Serum NGAL is a potential biomarker for the clinical outcomes of PCAS patients. As described below, serum NGAL predicted mortality in OHCA, and had potential predictive value for the neurological outcomes in some studies. However, because the studies did not compare its predictive value with that of other biomarkers, it was not possible to conclude that serum NGAL can predict the neurological outcomes of OHCA patients. Elmer et al. reported that serum NGAL was a stronger predictor of hospital mortality in cardiac arrest patients than other markers, such as NSE, S100B protein, and high-mobility group protein 1 [9]. Park et al. reported that serum NGAL predicted AKI in OHCA patients admitted to an intensive care unit, as well as the 30-day survival and neurological outcomes in these patients [8]. In the present study, serum NGAL on day 2 showed potential predictive value for the neurological outcomes at discharge of OHCA patients. However, serum NGAL on day 1 was not predictive of these outcomes, a result that differs from those reported by Park et al., who measured NGAL upon admission to the intensive care unit. In our study, 65% (28/43) of patients received therapeutic hypothermia, which might affect the NGAL concentration, as has been reported for other biomarkers [11, 12].

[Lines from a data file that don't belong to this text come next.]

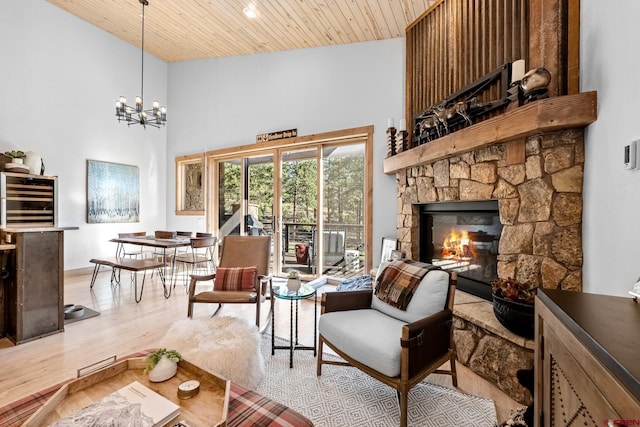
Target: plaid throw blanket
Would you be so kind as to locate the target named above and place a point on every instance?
(399, 280)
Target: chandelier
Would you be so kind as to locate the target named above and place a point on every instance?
(157, 115)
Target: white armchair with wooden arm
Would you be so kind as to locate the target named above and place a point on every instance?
(398, 347)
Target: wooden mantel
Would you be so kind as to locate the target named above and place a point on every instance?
(546, 115)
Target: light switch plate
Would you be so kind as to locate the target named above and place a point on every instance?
(630, 155)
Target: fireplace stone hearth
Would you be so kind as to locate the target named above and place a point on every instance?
(539, 199)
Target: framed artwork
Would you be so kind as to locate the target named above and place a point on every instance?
(113, 192)
(388, 245)
(190, 185)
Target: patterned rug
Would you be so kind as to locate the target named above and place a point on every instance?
(344, 396)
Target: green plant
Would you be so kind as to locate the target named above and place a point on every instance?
(154, 358)
(293, 274)
(513, 290)
(16, 154)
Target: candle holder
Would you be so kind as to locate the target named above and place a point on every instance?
(401, 141)
(391, 141)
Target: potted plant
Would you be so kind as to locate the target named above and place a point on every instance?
(513, 305)
(162, 364)
(17, 155)
(293, 281)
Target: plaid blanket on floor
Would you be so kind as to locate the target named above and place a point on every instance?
(399, 280)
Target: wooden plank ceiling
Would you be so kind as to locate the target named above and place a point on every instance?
(182, 30)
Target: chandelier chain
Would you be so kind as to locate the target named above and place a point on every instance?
(157, 115)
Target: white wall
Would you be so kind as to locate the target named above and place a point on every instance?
(610, 64)
(226, 102)
(59, 79)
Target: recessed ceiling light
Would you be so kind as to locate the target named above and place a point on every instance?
(250, 12)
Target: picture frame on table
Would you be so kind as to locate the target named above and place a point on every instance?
(389, 244)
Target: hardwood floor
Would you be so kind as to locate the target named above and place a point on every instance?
(124, 327)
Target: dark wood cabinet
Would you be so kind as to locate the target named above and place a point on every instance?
(586, 361)
(34, 289)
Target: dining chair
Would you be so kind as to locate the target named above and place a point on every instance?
(198, 257)
(131, 251)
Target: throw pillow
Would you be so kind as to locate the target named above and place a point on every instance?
(235, 279)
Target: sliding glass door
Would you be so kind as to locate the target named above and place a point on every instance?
(311, 198)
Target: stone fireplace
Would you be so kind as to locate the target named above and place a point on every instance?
(530, 161)
(539, 203)
(462, 236)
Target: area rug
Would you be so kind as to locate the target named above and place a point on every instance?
(88, 313)
(225, 345)
(344, 396)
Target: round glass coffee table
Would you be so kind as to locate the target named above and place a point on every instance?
(282, 292)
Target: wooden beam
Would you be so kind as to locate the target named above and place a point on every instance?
(546, 115)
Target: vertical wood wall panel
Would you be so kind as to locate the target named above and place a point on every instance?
(459, 41)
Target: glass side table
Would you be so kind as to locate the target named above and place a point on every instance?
(283, 293)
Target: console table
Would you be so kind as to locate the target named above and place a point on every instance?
(586, 359)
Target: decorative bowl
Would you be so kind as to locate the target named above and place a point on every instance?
(515, 316)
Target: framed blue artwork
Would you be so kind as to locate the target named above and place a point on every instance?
(113, 192)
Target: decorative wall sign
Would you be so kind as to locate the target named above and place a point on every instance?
(113, 192)
(273, 136)
(190, 185)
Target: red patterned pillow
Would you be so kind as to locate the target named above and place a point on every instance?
(235, 279)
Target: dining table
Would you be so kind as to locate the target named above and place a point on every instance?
(167, 245)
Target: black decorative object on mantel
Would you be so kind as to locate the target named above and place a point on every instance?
(513, 305)
(515, 316)
(391, 141)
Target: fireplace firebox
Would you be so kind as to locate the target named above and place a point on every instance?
(463, 237)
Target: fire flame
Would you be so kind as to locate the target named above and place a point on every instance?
(458, 245)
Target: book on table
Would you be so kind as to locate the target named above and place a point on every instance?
(132, 405)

NSE is one of the most frequently measured biomarkers in PCAS patients. A recent prospective study recommended a cutoff value of 33 ng/mL for NSE measured between 24 and 72 h after ROSC in patients who did not undergo therapeutic hypothermia [13]. Additionally, a post hoc analysis of a recent randomized controlled study of therapeutic hypothermia showed that there was no NSE difference between the target temperature groups, but the cutoff value was >33 ng/mL [3]. In this study, we measured serum NSE on day 2, which was the recommended time in a previous study [3]. In our study, the cutoff value for NSE on day 2 (about 24–72 h) was 28.8 ng/mL, and the false-positive rate was 0%, below, which was lower than that in a previous study [3], possibly because most of the patients with CPC1–2 showed good recovery (CPC1) and the NSE concentration was not increased in the favourable outcome group.

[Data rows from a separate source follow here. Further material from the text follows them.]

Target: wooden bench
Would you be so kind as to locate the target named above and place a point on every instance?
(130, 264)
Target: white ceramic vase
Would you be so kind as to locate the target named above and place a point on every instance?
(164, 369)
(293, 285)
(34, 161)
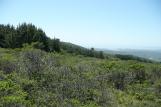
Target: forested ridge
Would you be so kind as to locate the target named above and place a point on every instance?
(38, 71)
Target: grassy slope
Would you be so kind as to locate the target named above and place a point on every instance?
(32, 77)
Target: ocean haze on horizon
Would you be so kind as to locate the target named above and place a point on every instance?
(109, 24)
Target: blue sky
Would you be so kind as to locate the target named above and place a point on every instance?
(111, 24)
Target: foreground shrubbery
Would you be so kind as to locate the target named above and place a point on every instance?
(31, 77)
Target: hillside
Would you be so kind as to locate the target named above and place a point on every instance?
(148, 54)
(37, 71)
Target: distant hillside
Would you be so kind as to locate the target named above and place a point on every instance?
(149, 54)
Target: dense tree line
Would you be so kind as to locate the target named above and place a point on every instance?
(15, 37)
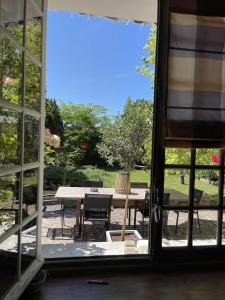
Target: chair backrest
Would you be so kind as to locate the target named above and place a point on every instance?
(101, 202)
(139, 185)
(197, 195)
(166, 198)
(92, 183)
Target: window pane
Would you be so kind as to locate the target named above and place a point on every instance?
(9, 202)
(204, 227)
(207, 157)
(177, 156)
(8, 263)
(31, 139)
(32, 85)
(10, 144)
(30, 181)
(28, 244)
(174, 228)
(13, 18)
(33, 30)
(176, 184)
(11, 71)
(206, 187)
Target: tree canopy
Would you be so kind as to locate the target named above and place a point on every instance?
(123, 139)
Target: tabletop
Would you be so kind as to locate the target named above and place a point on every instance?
(78, 193)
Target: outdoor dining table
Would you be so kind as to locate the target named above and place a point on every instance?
(77, 194)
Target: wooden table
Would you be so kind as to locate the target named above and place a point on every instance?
(176, 197)
(77, 194)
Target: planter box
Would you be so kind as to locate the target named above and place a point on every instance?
(110, 233)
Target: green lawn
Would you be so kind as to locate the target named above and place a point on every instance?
(171, 181)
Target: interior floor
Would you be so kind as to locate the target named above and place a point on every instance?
(132, 285)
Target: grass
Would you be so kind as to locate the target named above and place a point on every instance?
(171, 181)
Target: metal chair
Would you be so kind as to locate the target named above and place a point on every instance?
(52, 205)
(92, 183)
(95, 208)
(136, 185)
(197, 198)
(145, 210)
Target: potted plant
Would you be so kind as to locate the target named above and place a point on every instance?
(123, 142)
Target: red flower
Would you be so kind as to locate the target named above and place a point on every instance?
(215, 158)
(84, 147)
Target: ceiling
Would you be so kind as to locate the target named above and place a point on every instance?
(143, 11)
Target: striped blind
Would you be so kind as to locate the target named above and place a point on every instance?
(195, 104)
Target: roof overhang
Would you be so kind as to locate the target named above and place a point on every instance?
(143, 11)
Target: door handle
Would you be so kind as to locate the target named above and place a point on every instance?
(156, 213)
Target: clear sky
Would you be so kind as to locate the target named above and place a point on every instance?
(94, 60)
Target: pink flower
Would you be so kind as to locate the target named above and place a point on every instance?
(215, 158)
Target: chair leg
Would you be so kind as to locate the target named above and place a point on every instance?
(135, 217)
(176, 223)
(199, 227)
(62, 219)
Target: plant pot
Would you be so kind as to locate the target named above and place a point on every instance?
(122, 184)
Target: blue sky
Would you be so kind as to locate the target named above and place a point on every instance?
(93, 60)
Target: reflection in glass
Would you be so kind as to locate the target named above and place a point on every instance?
(8, 263)
(32, 85)
(204, 232)
(176, 183)
(10, 145)
(31, 143)
(206, 187)
(13, 18)
(9, 202)
(223, 229)
(28, 244)
(174, 228)
(11, 71)
(177, 156)
(33, 29)
(30, 181)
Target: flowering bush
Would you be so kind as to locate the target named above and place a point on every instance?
(215, 158)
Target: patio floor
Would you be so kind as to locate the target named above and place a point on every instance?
(94, 242)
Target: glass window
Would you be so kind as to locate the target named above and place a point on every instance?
(28, 244)
(176, 184)
(174, 228)
(10, 144)
(177, 156)
(11, 71)
(30, 180)
(32, 85)
(31, 139)
(9, 202)
(205, 227)
(8, 263)
(33, 29)
(207, 156)
(206, 187)
(13, 18)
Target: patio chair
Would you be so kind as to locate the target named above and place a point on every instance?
(136, 185)
(197, 198)
(145, 210)
(92, 183)
(52, 205)
(96, 208)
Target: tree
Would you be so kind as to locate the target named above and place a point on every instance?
(123, 139)
(82, 125)
(53, 118)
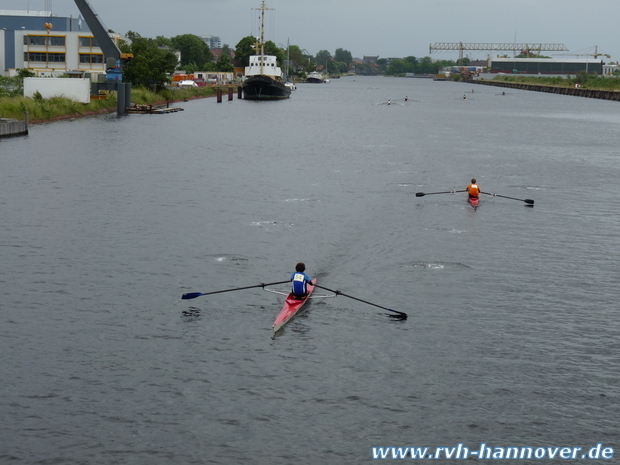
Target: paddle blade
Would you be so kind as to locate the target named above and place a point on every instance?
(191, 295)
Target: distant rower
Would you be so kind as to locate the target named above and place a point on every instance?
(473, 189)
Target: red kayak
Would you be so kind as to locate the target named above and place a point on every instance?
(473, 201)
(291, 307)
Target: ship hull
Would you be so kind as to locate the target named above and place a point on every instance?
(264, 88)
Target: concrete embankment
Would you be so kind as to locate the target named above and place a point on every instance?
(13, 127)
(577, 92)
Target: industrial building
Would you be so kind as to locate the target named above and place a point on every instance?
(544, 66)
(47, 45)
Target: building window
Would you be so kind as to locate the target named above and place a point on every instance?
(56, 57)
(41, 57)
(88, 42)
(57, 41)
(54, 41)
(34, 40)
(90, 58)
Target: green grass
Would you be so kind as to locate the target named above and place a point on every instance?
(587, 81)
(40, 109)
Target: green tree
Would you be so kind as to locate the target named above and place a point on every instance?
(227, 50)
(150, 65)
(193, 50)
(223, 64)
(163, 41)
(398, 66)
(344, 56)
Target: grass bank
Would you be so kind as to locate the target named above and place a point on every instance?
(42, 110)
(586, 81)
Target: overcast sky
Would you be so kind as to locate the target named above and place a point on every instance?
(387, 28)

In the present study, serum NGAL showed potential value for predicting the prognosis of PCAS patients, and it was significantly different between the favourable and unfavourable outcomes groups on day 2. However, based on the ROC curve analysis, serum NGAL on day 2 did not show sufficient sensitivity and specificity. At a cutoff value of 304 ng/mL, the false-positive rate was 24%. Moreover, the area under the ROC curve for NGAL (0.830) was equivalent to that of NSE (0.918). Therefore, our data did not show superiority of serum NGAL over serum NSE as a biomarker for predicting the neurological outcomes of PCAS patients.

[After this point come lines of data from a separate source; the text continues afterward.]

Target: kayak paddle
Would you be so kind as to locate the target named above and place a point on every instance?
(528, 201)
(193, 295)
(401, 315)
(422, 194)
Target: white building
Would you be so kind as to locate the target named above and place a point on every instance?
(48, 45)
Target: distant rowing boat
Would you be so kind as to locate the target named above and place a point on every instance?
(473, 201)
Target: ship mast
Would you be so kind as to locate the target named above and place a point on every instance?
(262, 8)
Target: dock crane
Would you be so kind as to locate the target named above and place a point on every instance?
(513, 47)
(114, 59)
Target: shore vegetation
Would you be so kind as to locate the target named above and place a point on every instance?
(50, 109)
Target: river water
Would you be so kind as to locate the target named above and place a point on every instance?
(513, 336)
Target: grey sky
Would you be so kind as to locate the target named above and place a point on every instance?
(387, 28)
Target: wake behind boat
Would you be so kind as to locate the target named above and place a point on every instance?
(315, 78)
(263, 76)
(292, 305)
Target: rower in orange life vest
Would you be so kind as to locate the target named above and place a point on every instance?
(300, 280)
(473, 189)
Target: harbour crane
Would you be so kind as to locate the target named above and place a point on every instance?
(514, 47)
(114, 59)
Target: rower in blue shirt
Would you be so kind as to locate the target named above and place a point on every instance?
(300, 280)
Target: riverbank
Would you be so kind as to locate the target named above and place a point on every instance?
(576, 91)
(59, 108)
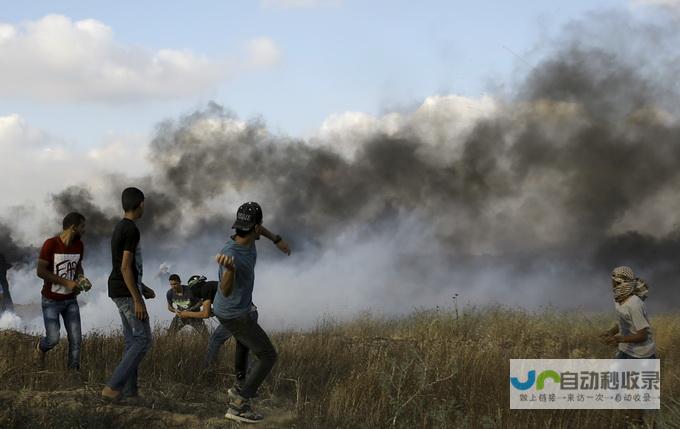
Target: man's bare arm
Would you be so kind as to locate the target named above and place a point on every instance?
(131, 284)
(227, 282)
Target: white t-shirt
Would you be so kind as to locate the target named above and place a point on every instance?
(633, 318)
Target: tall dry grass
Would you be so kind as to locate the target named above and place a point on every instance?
(430, 369)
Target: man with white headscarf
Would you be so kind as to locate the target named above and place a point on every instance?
(633, 333)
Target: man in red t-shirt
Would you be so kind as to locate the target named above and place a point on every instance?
(60, 265)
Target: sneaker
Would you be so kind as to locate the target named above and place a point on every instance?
(238, 386)
(243, 414)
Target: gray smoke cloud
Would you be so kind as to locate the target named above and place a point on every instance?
(572, 173)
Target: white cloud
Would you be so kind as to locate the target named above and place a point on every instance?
(672, 5)
(298, 4)
(55, 58)
(263, 52)
(440, 120)
(39, 163)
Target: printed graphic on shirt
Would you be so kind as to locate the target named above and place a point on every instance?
(65, 265)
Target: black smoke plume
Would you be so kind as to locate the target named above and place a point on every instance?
(549, 192)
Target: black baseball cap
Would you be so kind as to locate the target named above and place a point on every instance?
(247, 216)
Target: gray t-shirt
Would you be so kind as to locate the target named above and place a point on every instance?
(633, 318)
(240, 301)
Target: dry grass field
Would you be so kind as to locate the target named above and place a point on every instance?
(430, 369)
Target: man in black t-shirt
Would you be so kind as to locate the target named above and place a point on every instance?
(181, 299)
(128, 293)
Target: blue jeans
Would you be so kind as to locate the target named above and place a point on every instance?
(69, 311)
(137, 334)
(218, 338)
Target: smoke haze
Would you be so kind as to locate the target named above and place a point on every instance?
(526, 198)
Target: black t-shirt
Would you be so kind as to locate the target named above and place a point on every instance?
(205, 291)
(125, 237)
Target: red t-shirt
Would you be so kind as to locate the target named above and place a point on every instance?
(62, 261)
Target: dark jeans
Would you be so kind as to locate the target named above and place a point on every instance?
(69, 311)
(179, 323)
(137, 334)
(251, 337)
(217, 339)
(623, 355)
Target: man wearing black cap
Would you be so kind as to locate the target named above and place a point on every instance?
(232, 306)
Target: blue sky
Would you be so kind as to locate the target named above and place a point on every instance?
(365, 56)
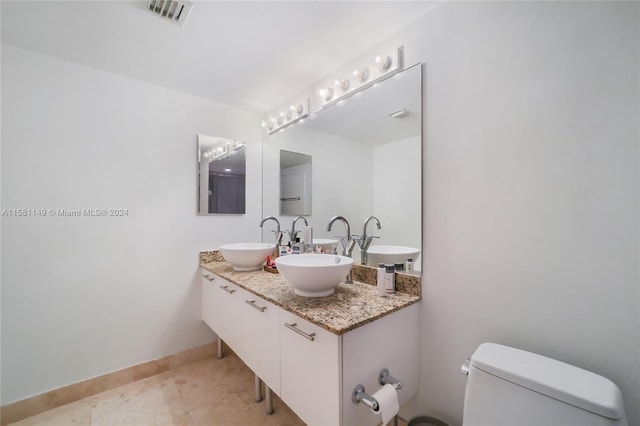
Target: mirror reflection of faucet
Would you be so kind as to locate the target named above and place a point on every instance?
(293, 233)
(347, 241)
(364, 241)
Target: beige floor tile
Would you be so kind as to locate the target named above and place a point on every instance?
(214, 381)
(152, 401)
(234, 412)
(75, 414)
(211, 392)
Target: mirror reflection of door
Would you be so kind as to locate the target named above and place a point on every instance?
(295, 184)
(222, 175)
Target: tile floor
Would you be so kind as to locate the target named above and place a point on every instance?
(211, 392)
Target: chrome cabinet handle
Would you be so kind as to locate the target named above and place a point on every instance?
(295, 328)
(252, 303)
(227, 289)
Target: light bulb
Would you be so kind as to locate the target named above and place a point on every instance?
(383, 62)
(326, 94)
(361, 74)
(342, 84)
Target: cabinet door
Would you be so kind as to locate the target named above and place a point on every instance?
(221, 308)
(210, 314)
(261, 340)
(310, 367)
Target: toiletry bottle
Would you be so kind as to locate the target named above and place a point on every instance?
(307, 239)
(381, 280)
(296, 247)
(409, 267)
(390, 282)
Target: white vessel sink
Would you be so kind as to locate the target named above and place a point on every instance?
(390, 254)
(247, 256)
(327, 244)
(314, 275)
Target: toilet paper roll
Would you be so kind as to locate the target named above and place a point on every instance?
(387, 398)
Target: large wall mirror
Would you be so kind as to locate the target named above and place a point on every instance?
(221, 175)
(367, 161)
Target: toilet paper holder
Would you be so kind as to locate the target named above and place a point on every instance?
(384, 378)
(360, 395)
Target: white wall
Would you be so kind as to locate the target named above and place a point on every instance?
(83, 296)
(531, 188)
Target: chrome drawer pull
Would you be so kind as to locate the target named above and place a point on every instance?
(227, 289)
(295, 328)
(252, 303)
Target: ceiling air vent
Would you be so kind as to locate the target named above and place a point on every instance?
(400, 114)
(175, 11)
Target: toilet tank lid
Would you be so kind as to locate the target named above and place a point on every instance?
(555, 379)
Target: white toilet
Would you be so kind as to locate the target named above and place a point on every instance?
(510, 387)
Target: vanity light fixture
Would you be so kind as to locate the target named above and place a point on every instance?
(174, 11)
(294, 113)
(383, 66)
(361, 75)
(342, 84)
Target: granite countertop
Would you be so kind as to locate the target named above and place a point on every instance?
(351, 306)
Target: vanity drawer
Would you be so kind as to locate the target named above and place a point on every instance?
(310, 364)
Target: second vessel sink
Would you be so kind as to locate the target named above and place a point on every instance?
(314, 275)
(246, 256)
(390, 254)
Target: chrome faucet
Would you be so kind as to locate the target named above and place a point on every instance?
(293, 233)
(277, 231)
(347, 241)
(364, 241)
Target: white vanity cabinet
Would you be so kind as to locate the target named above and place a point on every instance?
(310, 370)
(313, 370)
(221, 302)
(260, 348)
(248, 324)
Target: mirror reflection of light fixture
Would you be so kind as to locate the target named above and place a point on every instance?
(383, 62)
(361, 75)
(382, 67)
(342, 84)
(289, 116)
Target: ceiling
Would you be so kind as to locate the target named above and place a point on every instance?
(252, 55)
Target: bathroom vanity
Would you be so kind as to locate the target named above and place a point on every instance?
(313, 352)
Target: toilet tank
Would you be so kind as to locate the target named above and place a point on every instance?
(508, 386)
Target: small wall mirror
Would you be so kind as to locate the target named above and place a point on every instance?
(295, 184)
(221, 175)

Serum NGAL is well known as a biomarker for AKI, and it is possible that AKI might affect serum NGAL concentrations [4, 5]. Therefore, the predictive value of serum NGAL in PCAS patients with AKI is unclear. Our study included five patients whose estimated glomerular filtration rate was <20 mL/min/1.73 m2. Therefore, these five patients were eliminated from our data, the area under the ROC curve was 0.978 for serum NGAL, which was superior to that of NSE (0.923). At the cutoff value of 304 ng/mL for serum NGAL, the sensitivity and specificity were 88% and 100%, respectively, which were equivalent to those of NSE at a cutoff value of 28.8 ng/dL. Based on these data, if the effect of AKI can be eliminated, serum NGAL could be a useful predictive biomarker for PCAS patients.

Finally, further study is needed to solve these questions and investigate the potential of serum NGAL for predicting the prognosis of PCAS patients.

Our study has some limitations to mention. First, this study was performed at a single centre and involved a small number of patients, which may limit the strength of the conclusions. Second, the neurological outcomes were assessed at hospital discharge, and some patients experience neurological improvement after discharge. Third, the blood samples could be collected at any time of day, and could range by up to 24 h among patients.

Conclusions

Serum NGAL could be potential biomarker for predicting the neurological outcomes of PCAS patients. The predictive value of serum NGAL was equivalent to serum NSE.